The spread of bad news — fake or otherwise — is likely to be on everybody’s minds at the moment. Whether it’s legitimate updates on the spread or symptoms of coronavirus, or sensationalism more to do with page clicks than scientific fact, it can be hard to tune out of the news cycle — and to know what information you should be passing on to friends and family.
Past research has found that alarming information is likely to spread further than positive information; we’re also more likely to share news that confirms our own beliefs and biases. But what impact does the experience of stress have on the sharing of negative or alarming news? A new study published in Scientific Reports suggests a complex relationship between the two.
To examine the relationship between stress and the spread of alarming information, Nathalie Popovic at the University of Konstanz and colleagues recruited 141 participants, who were split into two groups. Half completed a control task, writing notes for a hypothetical job interview that only they would see. The other half prepared the same notes — but, in this condition, were then asked to explain to two interviewers why they were a good fit for the job and perform a mental arithmetic task in order to raise their levels of stress.
Both groups then read six articles about Triclosan, a controversial chemical substance sometimes used in toothpaste, detergents, soaps, and other consumer goods. Each article took a different position on the substance, containing a variety of positive, negative and neutral statements about it (despite widespread use, some research suggests it may not be safe). Before and after reading the information, they were asked whether they had heard of Triclosan, whether they were likely to have been exposed to it, and how they perceived the risk of chemical substances in general and Triclosan specifically. They were also given 17 minutes to write a message to another participant about Triclosan.
Throughout the experiment — at twelve to fifteen minute intervals — subjective stress levels were measured using a scale of one to ten and cortisol was measured using saliva samples.
All participants reported an increase in concern after reading articles about Triclosan. But participants in the stress group — who had higher levels of cortisol — were less influenced by the articles, showing a smaller increase in concern than those in the control group. They were also less likely to share alarming information in their messages to other participants. The bigger the increase in cortisol, the smaller the increase in concern. But those who reported subjective feelings of stress — even if unrelated to the task at hand — were both more concerned and more likely to share alarming information.

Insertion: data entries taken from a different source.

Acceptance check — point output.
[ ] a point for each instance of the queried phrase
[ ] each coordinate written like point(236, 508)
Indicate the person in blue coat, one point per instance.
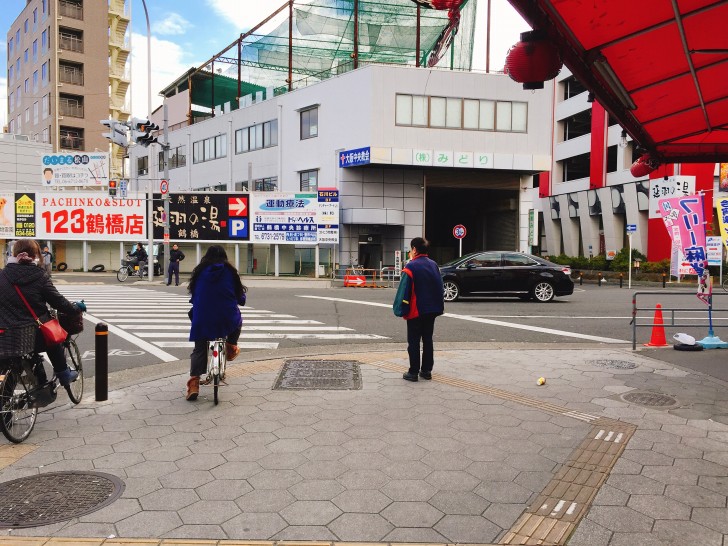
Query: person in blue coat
point(216, 292)
point(420, 300)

Why the contrast? In a supporting article, co-author Wolfgang Gaissmaier suggests that acute physiological stress reactions may result in adaptive processes intended to calm us down. For instance, we may naturally downplay negative information when stressed, reducing the perception of risk and leaving us better able to respond to the situation in front of us. Feeling stressed, on the other hand, may make us feel more alarmed about risky situations, even when they’re not directly related to the source of our anxiety — and may make us more likely to share that stress with others via alarming information.
Both reactions have downsides. The endocrine stress reaction may make us underestimate risk, potentially blinding us to genuinely dangerous situations. Overestimating risk, as was seen in subjectively stressed participants, might also get us into trouble: the team uses the example of anti-vaxxers, who erroneously judge vaccines as dangerous and therefore put themselves at risk of serious illness.
There have been ongoing discussions about the spread of alarming views — including those of anti-vaxxers — for the last few years; never have they been more relevant than at the moment, when much of the world is wracked with anxiety and faced with a seemingly endless stream of bad news. Understanding the circumstances in which negative information is more or less likely to spread may help us tackle it before it does too much damage.